Among the points they make:
- Medicare needs fundamental reform because it pays too many small bills the elderly could easily afford while exposing them to thousands of dollars in potential out-of-pocket expenses, including drug costs.
- The failure to cover prescription drugs creates incentives to substitute more costly therapies.
- A unified health plan that administers both drug and other medical benefits would be more efficient.
- Seniors are better at controlling their own drug spending than managed care restrictions on the types of prescriptions that are covered or Medicaid-type rationing; Medical Savings Accounts are a way seniors could exercise such control.
- Seniors should have access to the same health plans as non-seniors -- competing plans that offer a choice of coverage.

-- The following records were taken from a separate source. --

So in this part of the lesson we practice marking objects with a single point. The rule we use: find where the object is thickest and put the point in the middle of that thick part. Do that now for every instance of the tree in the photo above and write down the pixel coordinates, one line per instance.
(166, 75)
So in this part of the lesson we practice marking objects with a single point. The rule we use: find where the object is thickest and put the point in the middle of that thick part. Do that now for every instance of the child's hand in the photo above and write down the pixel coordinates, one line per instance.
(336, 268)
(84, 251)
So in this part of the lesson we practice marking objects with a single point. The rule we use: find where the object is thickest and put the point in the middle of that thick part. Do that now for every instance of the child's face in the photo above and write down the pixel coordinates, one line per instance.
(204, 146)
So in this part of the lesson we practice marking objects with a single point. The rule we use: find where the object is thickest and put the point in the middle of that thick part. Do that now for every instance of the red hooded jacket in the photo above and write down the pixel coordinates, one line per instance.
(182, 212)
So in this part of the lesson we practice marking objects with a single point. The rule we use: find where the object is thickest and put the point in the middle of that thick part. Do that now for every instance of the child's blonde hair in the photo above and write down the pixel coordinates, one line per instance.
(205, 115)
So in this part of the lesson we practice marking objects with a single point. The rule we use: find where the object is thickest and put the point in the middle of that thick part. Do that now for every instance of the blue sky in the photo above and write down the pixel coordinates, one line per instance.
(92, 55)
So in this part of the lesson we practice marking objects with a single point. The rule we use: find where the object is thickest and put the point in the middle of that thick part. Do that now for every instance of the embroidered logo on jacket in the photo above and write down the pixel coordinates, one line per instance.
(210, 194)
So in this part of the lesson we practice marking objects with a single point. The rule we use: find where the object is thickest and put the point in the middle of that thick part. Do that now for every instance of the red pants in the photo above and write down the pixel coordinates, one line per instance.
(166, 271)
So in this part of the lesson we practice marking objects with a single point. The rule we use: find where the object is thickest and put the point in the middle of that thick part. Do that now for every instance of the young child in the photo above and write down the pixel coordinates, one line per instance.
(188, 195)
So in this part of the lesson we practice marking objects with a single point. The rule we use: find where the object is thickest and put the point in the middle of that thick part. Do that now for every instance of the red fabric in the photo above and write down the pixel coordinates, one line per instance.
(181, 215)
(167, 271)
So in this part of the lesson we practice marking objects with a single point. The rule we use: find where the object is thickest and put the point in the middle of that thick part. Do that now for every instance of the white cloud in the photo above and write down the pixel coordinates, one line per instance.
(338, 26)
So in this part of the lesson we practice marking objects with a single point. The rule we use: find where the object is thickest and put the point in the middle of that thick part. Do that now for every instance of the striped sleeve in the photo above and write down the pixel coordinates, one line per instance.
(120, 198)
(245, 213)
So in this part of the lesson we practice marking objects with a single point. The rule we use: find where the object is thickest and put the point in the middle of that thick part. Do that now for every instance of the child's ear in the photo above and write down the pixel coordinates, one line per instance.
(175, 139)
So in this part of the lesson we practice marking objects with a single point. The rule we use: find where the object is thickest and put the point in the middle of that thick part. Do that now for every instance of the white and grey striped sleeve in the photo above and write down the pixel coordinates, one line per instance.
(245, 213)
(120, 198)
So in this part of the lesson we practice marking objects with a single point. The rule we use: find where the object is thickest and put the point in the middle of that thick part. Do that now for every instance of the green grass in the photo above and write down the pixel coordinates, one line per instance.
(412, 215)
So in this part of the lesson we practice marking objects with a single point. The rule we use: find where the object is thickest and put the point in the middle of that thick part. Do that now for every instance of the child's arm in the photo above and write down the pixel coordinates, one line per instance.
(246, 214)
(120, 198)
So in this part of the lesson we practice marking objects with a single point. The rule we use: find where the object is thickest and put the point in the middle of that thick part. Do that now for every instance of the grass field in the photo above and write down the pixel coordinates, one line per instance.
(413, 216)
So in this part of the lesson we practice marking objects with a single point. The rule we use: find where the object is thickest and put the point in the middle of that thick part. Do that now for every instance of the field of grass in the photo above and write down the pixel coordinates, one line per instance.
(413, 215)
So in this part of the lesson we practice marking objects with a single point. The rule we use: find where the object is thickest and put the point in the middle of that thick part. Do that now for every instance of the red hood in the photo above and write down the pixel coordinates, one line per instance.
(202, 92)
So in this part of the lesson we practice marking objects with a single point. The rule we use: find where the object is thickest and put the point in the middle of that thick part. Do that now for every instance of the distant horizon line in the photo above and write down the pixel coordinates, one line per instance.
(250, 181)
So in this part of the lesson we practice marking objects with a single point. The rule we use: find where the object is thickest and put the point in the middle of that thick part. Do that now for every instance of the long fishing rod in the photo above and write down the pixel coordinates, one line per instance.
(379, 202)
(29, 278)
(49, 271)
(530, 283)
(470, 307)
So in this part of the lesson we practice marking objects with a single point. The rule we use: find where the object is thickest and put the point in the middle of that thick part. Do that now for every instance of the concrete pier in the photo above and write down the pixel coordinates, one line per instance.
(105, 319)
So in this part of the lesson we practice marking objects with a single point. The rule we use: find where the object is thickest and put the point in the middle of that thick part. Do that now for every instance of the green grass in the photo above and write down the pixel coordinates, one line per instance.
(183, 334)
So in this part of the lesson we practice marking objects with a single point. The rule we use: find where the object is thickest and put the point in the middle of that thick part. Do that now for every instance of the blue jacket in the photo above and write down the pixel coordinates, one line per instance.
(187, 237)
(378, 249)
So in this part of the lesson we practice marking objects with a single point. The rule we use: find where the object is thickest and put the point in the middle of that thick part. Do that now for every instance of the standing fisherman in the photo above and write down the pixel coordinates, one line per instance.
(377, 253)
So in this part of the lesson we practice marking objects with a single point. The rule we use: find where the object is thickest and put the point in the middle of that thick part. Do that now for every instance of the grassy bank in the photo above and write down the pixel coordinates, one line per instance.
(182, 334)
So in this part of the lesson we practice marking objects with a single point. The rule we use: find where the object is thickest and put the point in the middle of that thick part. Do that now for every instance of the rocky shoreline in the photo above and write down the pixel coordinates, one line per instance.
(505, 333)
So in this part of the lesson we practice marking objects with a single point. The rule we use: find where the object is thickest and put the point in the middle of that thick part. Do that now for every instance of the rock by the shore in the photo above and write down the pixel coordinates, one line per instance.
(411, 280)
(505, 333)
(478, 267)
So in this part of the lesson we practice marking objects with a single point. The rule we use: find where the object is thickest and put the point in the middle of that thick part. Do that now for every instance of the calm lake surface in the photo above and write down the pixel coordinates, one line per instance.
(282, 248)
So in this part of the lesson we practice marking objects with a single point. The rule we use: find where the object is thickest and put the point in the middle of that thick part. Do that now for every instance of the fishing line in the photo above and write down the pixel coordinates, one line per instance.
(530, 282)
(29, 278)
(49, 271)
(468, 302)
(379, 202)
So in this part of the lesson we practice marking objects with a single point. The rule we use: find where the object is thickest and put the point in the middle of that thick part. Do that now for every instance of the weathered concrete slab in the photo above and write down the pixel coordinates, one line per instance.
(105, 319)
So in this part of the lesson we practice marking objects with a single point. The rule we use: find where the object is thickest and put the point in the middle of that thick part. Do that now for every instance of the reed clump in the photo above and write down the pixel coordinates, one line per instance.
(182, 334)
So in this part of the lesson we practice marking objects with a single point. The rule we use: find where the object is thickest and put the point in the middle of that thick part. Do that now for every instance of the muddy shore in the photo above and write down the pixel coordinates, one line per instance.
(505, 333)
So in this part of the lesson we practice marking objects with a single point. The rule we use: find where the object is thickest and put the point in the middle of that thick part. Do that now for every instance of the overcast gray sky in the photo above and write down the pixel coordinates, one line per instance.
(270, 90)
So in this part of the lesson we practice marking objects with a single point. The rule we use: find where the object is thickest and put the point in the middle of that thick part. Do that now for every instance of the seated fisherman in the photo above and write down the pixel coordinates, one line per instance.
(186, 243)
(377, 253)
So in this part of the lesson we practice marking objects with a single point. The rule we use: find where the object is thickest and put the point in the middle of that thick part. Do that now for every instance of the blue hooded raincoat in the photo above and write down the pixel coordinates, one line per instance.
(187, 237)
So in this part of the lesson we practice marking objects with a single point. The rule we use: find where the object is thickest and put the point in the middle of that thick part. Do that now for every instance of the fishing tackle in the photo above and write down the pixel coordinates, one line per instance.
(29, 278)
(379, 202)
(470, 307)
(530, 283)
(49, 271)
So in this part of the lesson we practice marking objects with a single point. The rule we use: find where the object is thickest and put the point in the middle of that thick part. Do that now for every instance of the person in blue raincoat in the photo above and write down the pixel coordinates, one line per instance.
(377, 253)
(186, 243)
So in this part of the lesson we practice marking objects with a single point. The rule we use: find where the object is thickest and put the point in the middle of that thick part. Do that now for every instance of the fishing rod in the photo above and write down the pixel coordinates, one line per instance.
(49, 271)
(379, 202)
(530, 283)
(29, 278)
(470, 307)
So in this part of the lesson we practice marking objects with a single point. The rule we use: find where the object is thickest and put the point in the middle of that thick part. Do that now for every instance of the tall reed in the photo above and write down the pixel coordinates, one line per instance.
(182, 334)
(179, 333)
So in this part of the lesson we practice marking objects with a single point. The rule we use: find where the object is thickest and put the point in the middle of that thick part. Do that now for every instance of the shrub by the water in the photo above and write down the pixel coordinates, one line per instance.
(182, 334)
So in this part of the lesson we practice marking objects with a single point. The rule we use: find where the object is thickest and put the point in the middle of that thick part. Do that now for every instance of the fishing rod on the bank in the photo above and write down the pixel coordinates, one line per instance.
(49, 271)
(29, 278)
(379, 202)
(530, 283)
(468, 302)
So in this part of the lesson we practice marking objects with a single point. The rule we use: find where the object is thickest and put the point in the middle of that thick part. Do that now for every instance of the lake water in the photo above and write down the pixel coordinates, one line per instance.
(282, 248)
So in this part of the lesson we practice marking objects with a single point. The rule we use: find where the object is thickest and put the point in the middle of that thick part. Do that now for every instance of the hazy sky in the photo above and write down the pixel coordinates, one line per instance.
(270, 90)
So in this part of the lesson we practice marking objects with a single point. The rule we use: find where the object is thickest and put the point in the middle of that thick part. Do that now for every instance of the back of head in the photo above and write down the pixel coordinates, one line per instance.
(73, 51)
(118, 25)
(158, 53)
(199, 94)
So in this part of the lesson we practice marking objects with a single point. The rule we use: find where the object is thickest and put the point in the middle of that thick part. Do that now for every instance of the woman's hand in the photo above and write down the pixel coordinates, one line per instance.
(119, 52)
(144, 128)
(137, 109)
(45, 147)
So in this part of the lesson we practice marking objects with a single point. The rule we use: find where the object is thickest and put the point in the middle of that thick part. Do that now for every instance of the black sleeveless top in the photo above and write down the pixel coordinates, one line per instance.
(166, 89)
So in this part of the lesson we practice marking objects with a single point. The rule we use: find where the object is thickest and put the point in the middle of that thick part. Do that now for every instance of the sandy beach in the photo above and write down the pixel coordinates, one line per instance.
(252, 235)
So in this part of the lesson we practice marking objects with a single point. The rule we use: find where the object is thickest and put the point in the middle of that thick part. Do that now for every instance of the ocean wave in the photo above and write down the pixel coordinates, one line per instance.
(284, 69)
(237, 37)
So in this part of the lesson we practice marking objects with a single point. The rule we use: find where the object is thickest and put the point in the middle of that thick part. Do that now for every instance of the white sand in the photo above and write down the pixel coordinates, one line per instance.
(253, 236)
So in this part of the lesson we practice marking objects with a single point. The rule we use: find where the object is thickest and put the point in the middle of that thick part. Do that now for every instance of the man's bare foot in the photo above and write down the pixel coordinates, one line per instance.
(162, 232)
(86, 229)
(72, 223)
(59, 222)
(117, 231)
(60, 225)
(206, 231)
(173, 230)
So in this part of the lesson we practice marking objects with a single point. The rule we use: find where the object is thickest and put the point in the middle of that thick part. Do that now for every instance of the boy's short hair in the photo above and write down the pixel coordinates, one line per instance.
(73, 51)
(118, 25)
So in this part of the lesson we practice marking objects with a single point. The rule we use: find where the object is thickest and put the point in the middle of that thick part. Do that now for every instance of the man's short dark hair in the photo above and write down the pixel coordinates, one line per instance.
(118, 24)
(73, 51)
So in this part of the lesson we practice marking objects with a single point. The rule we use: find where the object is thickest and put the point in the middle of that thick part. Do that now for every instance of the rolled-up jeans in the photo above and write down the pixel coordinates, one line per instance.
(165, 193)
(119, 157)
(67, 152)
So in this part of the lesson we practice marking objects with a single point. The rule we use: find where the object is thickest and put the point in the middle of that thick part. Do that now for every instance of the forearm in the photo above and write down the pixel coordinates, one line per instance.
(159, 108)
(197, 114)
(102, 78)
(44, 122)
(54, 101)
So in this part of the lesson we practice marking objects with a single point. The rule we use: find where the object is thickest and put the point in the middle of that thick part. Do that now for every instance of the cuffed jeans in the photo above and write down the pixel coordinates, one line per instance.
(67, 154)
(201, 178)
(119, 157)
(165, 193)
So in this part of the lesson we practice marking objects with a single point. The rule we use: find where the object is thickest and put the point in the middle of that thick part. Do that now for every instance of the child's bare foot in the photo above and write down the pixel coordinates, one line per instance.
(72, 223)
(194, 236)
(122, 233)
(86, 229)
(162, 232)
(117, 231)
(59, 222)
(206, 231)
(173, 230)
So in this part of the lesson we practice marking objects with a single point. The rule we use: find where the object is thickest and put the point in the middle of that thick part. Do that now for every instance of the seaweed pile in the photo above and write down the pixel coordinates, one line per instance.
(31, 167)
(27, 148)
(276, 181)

Adding a drug benefit to Medicare as currently structured would add to the financial burden on future generations. Under current law, 48 percent of federal income tax revenues will be needed to meet the annual deficits in Social Security and Medicare by the year 2050 -- in addition to the 15.3 percent payroll tax. Under the House Republican prescription drug proposal, a total of 55 percent of income tax revenues will be needed to pay seniors' benefits by the time today's teenagers retire, while under the House Democrats' proposal, more than two-thirds of income tax revenues will be needed. [See Figure II.]